The disturbing final words of Marvin Gaye

The death of Motown legend Marvin Gaye came as a shock to the entire music industry. It wasn’t just that Gaye was still young and on a major comeback during the early 1980s, it was the grisly result of a family conflict that sent Gaye to an early grave. The conflicts that had existed between Gaye and his father, Marvin Gay Sr, had been well-known, but nobody could have predicted that the elder Gay would resort to shooting his son.

After a period of faltering commercial success and heavy drug abuse, Gaye returned to the mainstream with his 1982 hit single ‘Sexual Healing’. The song’s parent album, Midnight Love, went platinum in the United States and boosted Gaye’s profile. However, Gaye’s cocaine abuse returned while he toured behind the album, and the resulting paranoia made the singer highly combative. When he returned from tour, Gaye shifted his focus to caring for his mother, along with his two sisters.

When Gaye returned to the family home, his father had taken a business trip to the family’s home in Washington D.C. When the elder Gay returned to Los Angeles, he and his son continued the antagonistic relationship they had built over the years. Gaye’s two sisters eventually moved out of the family house due to the quarrels between the pair. In a 1985 interview, Gaye’s sister Jeanne claimed that her father said multiple times that if his son ever touched him, he would kill him.

Gaye entered a period of depression during this period, often discussing suicide and even attempting to jump out of a car while it was still moving. In the 1991 biography Divided Soul: The Life of Marvin Gaye, Jeanne Gay told author David Ritz that “there was no doubt Marvin wanted to die”. While celebrating Christmas in 1983, Gaye gave his father a .38 Special pistol to protect himself from potential intruders.

A verbal argument broke out between Marvin Sr and Gaye’s mother, Alberta, on April 1st. Gaye attempted to mediate but largely defended his mother. When Marvin Sr began shouting in Alberta’s face, Gaye shoved his father down and began physically attacking him. “Marvin hit him. I shouted for him to stop, but he paid no attention to me,” Alberta later told Ritz. “He gave my husband some hard kicks.”

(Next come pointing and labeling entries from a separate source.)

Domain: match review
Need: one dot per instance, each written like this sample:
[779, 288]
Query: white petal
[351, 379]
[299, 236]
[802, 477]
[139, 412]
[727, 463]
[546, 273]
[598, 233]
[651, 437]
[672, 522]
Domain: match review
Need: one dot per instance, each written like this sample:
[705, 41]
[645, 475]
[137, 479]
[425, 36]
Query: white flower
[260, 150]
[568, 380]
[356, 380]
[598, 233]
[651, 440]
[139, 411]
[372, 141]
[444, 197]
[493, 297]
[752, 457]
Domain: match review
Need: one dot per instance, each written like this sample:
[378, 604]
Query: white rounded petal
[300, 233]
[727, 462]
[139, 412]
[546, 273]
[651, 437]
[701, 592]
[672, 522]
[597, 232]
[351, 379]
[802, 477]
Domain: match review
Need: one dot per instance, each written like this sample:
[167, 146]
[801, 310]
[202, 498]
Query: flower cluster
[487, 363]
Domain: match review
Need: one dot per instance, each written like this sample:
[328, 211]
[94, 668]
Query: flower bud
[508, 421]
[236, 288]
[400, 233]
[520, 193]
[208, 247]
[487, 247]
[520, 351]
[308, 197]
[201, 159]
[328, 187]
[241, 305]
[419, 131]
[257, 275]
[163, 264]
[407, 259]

A few minutes later, Marvin Sr fulfilled the threat that he had previously made. Returning with the same gun that his son had bought him a few months earlier, Marvin Sr shot Gaye twice in the chest. Gaye’s brother Frankie and his wife Irene heard the gunshots from the guest house on the property. As Frankie tended to his brother, he heard what he alleged to be Marvin’s final words. “I got what I wanted… I couldn’t do it myself, so I had him do it,” Frankie claimed in his book Marvin Gaye, My Brother. “It’s good, I ran my race; there’s no more left in me.”

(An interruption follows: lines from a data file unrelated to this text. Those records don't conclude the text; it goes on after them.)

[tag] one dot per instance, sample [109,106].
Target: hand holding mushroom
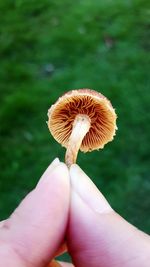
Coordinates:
[96,236]
[82,119]
[66,204]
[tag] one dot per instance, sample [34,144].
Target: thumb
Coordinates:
[36,229]
[97,236]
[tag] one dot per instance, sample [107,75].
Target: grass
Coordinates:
[49,47]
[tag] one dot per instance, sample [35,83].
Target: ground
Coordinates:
[49,47]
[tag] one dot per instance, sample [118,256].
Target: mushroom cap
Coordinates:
[102,115]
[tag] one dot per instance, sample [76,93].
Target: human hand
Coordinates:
[96,235]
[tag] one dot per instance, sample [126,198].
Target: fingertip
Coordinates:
[88,191]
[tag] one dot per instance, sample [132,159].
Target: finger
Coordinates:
[66,264]
[60,264]
[37,227]
[96,235]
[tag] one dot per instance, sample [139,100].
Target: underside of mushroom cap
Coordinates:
[83,101]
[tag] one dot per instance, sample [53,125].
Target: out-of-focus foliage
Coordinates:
[48,47]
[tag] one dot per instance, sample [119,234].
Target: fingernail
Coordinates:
[49,170]
[87,190]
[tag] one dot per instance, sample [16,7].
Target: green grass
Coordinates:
[102,45]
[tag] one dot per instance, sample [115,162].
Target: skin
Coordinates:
[66,204]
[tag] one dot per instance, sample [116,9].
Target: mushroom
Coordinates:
[82,119]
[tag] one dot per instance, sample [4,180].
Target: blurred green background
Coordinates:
[48,47]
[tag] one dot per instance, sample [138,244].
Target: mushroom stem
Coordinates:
[81,126]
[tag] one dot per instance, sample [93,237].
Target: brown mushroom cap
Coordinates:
[83,101]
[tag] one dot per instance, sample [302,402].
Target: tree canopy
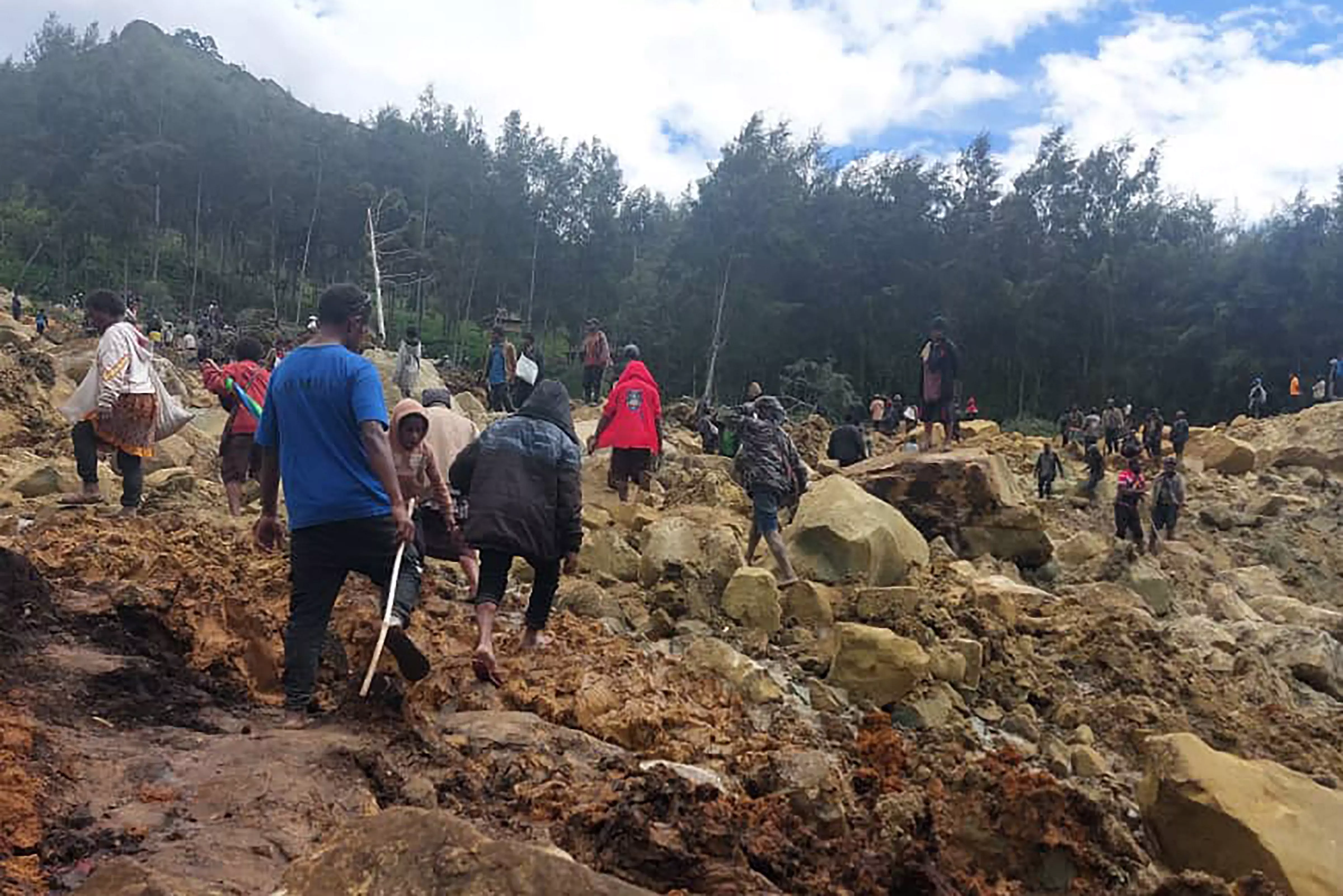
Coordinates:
[147,162]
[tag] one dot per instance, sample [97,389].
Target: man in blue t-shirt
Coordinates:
[324,433]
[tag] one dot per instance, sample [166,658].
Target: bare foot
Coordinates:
[485,667]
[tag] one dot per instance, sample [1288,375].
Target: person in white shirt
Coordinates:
[125,413]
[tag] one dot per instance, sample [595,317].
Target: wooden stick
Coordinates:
[387,613]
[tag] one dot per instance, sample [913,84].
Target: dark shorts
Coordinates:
[766,510]
[436,539]
[240,459]
[629,465]
[1165,516]
[937,413]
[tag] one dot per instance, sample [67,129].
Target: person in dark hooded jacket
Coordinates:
[523,479]
[773,473]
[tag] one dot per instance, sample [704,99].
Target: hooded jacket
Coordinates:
[524,480]
[769,459]
[633,410]
[418,471]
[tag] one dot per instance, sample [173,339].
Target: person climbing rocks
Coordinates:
[773,473]
[324,434]
[1153,429]
[848,444]
[597,358]
[1168,502]
[1133,489]
[939,369]
[1112,425]
[524,482]
[532,353]
[632,425]
[240,459]
[500,370]
[1180,434]
[1258,402]
[1092,426]
[125,414]
[1095,469]
[450,433]
[407,363]
[1048,467]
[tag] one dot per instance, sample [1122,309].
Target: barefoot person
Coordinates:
[632,425]
[524,482]
[771,471]
[449,434]
[421,476]
[324,433]
[240,459]
[127,409]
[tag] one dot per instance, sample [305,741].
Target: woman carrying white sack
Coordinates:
[125,414]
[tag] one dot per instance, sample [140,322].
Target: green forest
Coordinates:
[148,162]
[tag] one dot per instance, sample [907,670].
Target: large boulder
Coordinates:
[1217,813]
[753,600]
[1220,453]
[876,664]
[402,852]
[738,671]
[841,534]
[968,496]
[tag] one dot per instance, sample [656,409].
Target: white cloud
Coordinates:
[616,69]
[1238,125]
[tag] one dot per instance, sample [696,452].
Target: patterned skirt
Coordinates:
[132,425]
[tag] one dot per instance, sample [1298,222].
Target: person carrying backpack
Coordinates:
[1168,500]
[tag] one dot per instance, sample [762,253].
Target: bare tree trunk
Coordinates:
[308,241]
[381,324]
[195,252]
[531,292]
[718,332]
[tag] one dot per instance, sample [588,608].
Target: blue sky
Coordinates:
[1240,96]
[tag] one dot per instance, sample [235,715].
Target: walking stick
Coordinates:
[387,613]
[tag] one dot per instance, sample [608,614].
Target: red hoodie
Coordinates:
[633,409]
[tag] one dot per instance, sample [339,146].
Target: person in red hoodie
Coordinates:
[632,424]
[240,459]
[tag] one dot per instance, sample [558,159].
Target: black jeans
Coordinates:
[546,582]
[320,558]
[593,383]
[86,461]
[501,398]
[1129,523]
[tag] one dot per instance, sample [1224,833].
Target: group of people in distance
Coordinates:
[1123,434]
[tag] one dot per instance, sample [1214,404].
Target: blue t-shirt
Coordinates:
[496,369]
[315,406]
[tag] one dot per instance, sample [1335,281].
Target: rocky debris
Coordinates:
[1220,453]
[753,600]
[1005,598]
[741,672]
[415,851]
[606,553]
[841,534]
[810,605]
[1291,612]
[1223,815]
[968,496]
[876,664]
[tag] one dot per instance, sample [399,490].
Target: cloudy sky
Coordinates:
[1243,96]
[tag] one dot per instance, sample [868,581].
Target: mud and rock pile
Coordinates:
[974,692]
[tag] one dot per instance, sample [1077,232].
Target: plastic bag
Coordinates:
[527,370]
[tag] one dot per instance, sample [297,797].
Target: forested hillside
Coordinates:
[148,162]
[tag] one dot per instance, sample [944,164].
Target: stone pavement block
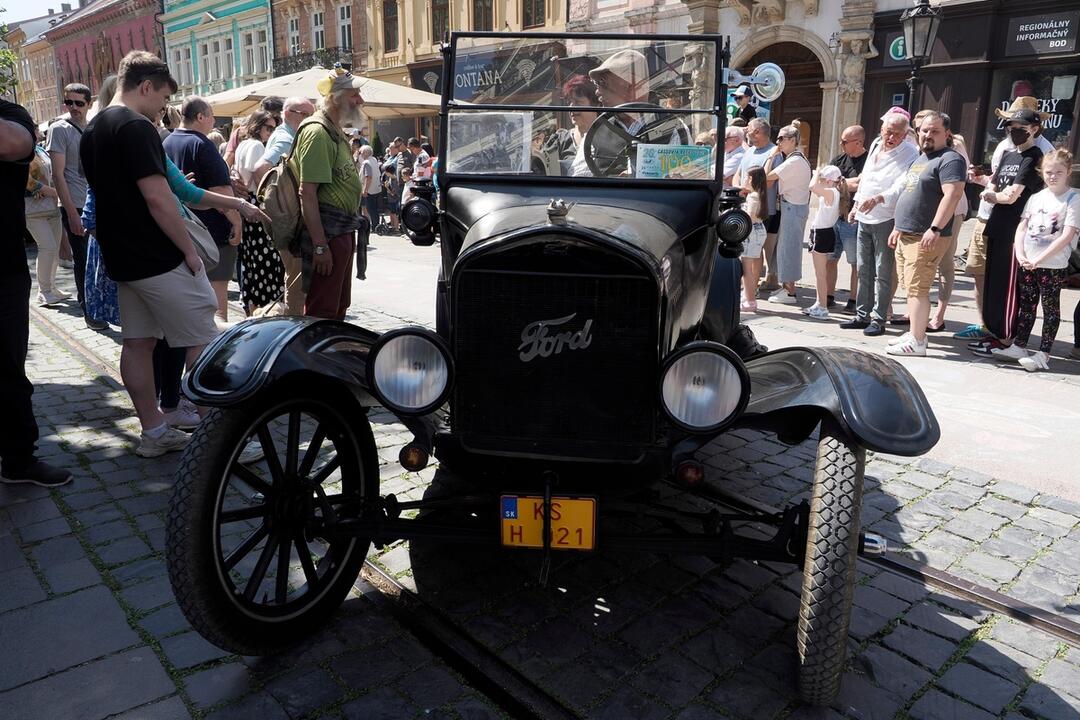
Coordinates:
[62,633]
[673,679]
[190,649]
[936,705]
[979,687]
[44,530]
[1002,660]
[217,684]
[891,671]
[1062,676]
[72,575]
[123,551]
[21,588]
[1050,704]
[381,704]
[305,691]
[926,649]
[171,708]
[95,690]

From his final words, Frankie and some of the other Gay family members believed that Marvin had provoked his father into killing him as a form of suicide. “He put himself out of his misery. He brought relief to Mother by finally getting her husband out of her life,” Jeanne Gay said in Divided Soul. “And he punished Father, by making certain that the rest of his life would be miserable… my brother knew just what he was doing.”

For his actions, Marvin Sr pleaded no contest to a voluntary manslaughter charge. He was given a six-year suspended sentence and five years of probation. Gaye’s death was initially treated as an April Fool’s Day joke by many, as the disturbing nature of his death proved to be too unbelievable for some, but as realisation set in, the loss to music was palpable.